New Memory Architectures for SoCs and Multi-Die Systems

Before we dive headfirst into the fray with gusto and abandon (and aplomb, of course), let’s briefly remind ourselves as to the current state-of-play on the chiplet and multi-die systems front. Let’s start with the fact that artificial intelligence (AI) and machine learning (ML) are becoming pervasive and ubiquitous. Let’s also remind ourselves that we create our systems using a variety of processing elements, including CPUs, GPUs, NPUs, TPUs, and other hardware accelerators.

The way we design devices like ASICs, ASSPs, and SoCs today is that we purchase intellectual property (IP) blocks for commonly used functions from trusted third-party suppliers. These IPs might be processors, memory controllers, high-speed interfaces, etc. We also create our own “secret sauce” IPs that will differentiate our device from its competitors. All these IPs are known as “soft IPs” because they are represented at an abstraction level known as register transfer level (RTL), which is captured in the form of a hardware description language (HDL) like Verilog or VHDL. The IPs are subsequently integrated and synthesized into a gate- and register-level netlist that will be fabricated on the silicon chip. Everything in this paragraph is a gross simplification (apart from this sentence).

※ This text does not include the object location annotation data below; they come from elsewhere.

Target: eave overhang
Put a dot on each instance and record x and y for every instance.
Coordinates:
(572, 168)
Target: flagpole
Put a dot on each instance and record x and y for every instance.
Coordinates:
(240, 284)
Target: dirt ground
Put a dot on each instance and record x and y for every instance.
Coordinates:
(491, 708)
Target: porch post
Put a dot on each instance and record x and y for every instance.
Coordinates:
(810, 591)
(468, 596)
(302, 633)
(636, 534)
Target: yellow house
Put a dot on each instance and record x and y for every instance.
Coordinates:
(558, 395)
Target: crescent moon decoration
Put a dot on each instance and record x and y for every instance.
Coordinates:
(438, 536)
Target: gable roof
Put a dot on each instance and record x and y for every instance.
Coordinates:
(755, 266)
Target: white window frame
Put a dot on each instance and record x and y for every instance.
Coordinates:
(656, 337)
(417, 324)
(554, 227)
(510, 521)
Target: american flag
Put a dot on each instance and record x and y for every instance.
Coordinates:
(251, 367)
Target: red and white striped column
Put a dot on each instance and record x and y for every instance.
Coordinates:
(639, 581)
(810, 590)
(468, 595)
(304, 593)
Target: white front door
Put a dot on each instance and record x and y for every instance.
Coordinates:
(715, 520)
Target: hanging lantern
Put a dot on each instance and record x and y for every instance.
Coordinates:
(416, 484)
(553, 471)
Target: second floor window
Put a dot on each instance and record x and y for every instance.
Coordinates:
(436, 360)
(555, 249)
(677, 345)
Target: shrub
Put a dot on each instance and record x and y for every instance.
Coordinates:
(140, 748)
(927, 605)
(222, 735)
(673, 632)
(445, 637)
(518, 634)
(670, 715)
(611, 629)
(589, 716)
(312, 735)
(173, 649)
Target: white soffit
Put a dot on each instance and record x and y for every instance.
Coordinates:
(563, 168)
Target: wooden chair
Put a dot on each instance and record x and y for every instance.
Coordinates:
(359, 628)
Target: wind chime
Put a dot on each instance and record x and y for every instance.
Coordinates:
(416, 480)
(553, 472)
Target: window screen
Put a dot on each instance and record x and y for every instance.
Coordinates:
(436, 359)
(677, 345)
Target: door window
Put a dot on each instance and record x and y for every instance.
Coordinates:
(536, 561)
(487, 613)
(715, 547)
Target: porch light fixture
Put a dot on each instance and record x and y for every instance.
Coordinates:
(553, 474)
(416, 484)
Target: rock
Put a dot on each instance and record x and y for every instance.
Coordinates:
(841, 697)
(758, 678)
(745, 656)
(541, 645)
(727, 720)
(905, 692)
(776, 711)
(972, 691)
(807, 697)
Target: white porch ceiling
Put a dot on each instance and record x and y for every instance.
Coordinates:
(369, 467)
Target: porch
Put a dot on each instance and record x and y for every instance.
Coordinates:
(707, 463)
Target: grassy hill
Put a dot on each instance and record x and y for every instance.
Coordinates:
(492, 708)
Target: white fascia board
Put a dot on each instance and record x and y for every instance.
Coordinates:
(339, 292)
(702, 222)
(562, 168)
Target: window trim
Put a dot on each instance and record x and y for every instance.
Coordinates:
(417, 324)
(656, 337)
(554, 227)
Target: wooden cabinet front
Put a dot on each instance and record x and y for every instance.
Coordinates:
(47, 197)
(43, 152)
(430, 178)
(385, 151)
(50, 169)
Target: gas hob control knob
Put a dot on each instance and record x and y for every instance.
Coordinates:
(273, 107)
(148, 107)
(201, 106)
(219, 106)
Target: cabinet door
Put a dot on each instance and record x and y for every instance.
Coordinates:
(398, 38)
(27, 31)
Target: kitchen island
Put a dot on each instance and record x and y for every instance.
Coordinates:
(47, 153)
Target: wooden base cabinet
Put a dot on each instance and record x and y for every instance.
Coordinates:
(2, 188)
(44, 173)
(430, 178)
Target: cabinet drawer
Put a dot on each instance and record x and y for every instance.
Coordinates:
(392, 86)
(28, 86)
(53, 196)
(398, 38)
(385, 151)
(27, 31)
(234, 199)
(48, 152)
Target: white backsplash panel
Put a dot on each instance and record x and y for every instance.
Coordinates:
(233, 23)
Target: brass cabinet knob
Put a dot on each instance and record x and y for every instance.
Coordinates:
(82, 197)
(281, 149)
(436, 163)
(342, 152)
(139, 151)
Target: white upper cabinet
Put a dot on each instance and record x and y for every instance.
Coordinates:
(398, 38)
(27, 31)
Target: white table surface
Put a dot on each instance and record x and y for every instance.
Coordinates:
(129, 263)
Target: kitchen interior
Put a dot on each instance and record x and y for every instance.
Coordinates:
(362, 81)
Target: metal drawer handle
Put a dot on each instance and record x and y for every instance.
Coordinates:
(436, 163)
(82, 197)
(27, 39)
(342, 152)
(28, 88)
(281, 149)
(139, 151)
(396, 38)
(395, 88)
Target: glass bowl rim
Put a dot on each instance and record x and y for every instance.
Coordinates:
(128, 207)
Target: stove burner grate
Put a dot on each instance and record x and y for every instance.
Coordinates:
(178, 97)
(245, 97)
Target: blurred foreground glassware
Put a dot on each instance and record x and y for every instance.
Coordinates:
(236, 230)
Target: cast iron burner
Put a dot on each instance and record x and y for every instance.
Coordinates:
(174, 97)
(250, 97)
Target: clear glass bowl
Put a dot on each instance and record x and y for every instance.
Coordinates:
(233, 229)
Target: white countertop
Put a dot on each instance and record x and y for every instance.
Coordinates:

Some of the behemoth companies—like AMD, Intel (and newly spun-off Altera), and Nvidia—have the wherewithal to mount multiple silicon chips (a.k.a. chiplets) on a common silicon substrate. The result is known as a multi-die system. Other, smaller companies dream of having this ability.

At some time in the future, it will be possible for even small companies to purchase “hard IPs” in the form of chiplets, to create their own “secret sauce” chiplets (using the tools and techniques we currently use to design ASICs / ASSPs / SoCs), and have all these chiplets assembled on a common substrate and packaged in a single package. This day is getting closer. As per the 2025 Chiplet Summit, chiplet-centric tools, technologies, and ecosystems are currently sprouting like mushrooms.

Now let’s turn our attention to memories. Life used to be so much simpler when I was a lad. In the case of semiconductor memories (I’m excluding earlier technologies like mercury delay lines and magnetic core stores from these discussions), we had ROM and RAM, where the former was non-volatile (a.k.a. persistent), and the latter was volatile (a.k.a. transient).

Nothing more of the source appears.